Butterfly Valley is a natural site located at Ölüdeniz, Fethiye district. Surrounded by up to 350 metres of steep rocks, the valley takes its name from more than 80 different species of butterflies that lives here. The waterfall that falls from 50 metres to valley, reaches to Mediterranean as a stream flowing in the middle of the valley.
The valley is isolated from the outside world by steep cliffs and the sea; thus pollution is prevented. Added the environment friendly attitudes of the valley management and the steps taken to protect and preserve the valley made Butterfly Valley kind of a wild life park.
That’s the reason why the valley hosts this vast butterfly population compared to other locations. The most seen species, Jersey Tiger butterflies (Eupoglia Quadripunctaria) lives in moist and hidden corners of Mediterranean; thus the waterfall and the stream are natural habitats for butterflies.
The sultry weather of Mediterranean doesn’t felt in the valley. The morning breeze and the cool weather coming from the mountains at nights are refreshing. In autumn, mornings are like summer and the spring is incredible. The winters are not harsh here with sea air.
World Heritage Foundation
Butterfly Valley, like Ölüdeniz, Kıdrak and Kabak is one of the coves located at the skirts of Babadağ, which has been declared to be in the list of 100 mountains to be preserved by World Heritage Foundation due to richness of endemic plants. Babadağ and the coves are under legal conservation by Cultural and Natural Heritage Preservation Board.
By the legal preservation status and the unique topography of the valley, Butterfly Valley stayed away from the negative impacts of mass tourism but extra effort is needed against this threat. The perspective of the valley management shows this efforts. Ecological agriculture, ecological tourism, and events like culture – arts – sports are concentrated on. Instead of customer, we have guests or regulars which makes everyone participate. Thus, the valley carry on to be a pioneer and example location in preserving with success.

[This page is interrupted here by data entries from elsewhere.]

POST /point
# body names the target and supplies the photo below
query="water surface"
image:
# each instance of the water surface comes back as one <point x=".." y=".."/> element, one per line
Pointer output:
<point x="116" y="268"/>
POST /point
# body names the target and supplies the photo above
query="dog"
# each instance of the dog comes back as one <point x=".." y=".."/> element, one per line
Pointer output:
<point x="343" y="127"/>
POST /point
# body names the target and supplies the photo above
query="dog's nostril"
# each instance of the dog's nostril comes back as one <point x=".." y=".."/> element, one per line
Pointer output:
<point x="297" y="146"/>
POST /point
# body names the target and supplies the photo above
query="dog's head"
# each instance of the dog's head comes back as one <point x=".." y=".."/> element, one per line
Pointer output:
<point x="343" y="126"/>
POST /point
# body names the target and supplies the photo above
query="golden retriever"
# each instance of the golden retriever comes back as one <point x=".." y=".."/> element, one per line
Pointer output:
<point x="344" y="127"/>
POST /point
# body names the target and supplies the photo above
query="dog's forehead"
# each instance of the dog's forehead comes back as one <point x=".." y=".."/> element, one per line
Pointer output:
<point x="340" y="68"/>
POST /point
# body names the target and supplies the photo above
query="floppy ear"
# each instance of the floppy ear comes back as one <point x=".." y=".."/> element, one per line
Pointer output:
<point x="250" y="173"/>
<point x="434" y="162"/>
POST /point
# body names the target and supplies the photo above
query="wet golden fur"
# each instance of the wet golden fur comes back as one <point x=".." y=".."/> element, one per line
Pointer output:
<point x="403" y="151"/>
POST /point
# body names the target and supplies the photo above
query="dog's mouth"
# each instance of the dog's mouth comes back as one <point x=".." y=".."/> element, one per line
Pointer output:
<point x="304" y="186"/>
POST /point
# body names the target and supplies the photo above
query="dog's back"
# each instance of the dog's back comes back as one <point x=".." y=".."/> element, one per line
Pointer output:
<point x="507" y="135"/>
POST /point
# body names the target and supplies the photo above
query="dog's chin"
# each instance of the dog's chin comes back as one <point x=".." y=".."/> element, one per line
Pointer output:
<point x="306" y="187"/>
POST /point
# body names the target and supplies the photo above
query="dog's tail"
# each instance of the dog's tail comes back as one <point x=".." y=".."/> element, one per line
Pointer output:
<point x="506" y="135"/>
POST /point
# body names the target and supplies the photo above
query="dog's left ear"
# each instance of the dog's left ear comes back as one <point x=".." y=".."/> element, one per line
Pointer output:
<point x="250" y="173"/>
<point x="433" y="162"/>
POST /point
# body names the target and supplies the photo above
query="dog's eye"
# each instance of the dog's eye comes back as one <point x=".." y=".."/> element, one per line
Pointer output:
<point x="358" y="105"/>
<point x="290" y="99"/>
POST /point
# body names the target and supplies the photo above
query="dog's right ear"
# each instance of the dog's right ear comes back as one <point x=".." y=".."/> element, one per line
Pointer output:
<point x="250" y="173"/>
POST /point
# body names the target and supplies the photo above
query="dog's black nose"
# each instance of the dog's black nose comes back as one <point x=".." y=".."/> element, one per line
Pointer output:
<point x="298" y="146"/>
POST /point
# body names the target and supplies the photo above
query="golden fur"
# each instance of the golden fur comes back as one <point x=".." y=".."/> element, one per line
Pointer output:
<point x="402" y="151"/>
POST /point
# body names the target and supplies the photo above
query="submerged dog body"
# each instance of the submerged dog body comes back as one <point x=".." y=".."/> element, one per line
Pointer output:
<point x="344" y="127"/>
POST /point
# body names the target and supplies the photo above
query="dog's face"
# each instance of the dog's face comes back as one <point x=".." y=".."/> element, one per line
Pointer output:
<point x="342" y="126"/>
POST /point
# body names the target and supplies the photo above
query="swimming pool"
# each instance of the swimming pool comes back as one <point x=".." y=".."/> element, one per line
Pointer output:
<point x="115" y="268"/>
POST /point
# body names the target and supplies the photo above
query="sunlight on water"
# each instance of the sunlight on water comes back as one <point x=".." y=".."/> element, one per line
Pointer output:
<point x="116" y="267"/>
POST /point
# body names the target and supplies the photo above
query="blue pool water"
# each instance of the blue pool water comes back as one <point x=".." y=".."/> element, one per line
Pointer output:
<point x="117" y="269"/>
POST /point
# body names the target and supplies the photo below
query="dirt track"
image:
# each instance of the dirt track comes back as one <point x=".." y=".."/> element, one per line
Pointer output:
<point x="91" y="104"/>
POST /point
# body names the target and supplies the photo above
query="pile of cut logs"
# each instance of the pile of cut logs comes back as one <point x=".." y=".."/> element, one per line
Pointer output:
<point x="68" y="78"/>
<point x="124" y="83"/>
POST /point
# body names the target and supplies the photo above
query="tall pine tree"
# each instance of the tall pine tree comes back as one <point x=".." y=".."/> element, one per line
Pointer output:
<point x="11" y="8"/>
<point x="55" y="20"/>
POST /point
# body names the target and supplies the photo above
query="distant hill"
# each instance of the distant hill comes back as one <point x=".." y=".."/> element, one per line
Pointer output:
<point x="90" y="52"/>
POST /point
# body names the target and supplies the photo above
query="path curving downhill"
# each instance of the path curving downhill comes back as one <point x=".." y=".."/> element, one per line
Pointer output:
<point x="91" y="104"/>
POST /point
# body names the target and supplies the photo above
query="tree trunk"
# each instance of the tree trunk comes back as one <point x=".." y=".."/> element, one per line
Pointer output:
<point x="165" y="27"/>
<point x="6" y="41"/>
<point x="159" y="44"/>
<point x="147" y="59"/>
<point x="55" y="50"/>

There are permaculture practices at the valley. In addition you can see many species that grow naturally like oreganos, bays, oleanders, chaste trees, pomegranates, wild grapes, carobs, olives and St. John’s worth plants.
The history of Butterfly Valley, the cooperative and the mission
The Valley has been used as a port for the Perdikya village (today Faralya) in Lycian era (BC 3 – 400). After Byzantian era until Ottoman Greeks, the valley has been used by building houses, church, a road to canyon and sustaining walls.
After the Greek exchange, the land of the valley has been sold to different individuals. In 1960’s one of the land owners, cut down all the old citrus, berry and other fruit trees.
The last owner of the valley is Anatolia Tourism Development Cooperative (S.S. Anadolu Turizm Geliştirme Kooperatifi) and since their first time at the valley in 1987, they are trying to grow more trees despite the mountain goats.
Where does the Butterfly Valley name come from?
The local name for the valley is Güdürümsu. In 1987, Hasan Deniz Bayramoğlu began to use the name of Butterfly Valley inspired by a painter, photographer and entomologist Rifat Kılar, who was fascinated by the butterflies and called the place Butterfly Valley.
Since than, the valley is known as Butterfly Valley. The management of the valley, adopted nature compatible life. The managements worked on ecological solutions from organic agriculture practices to biological disposal of sewage water.
Since 2015, the valley is managed by Anatolia Tourism Development Cooperative (S.S. Anadolu Turizm Geliştirme Kooperatifi) without renting it to 3rd parties.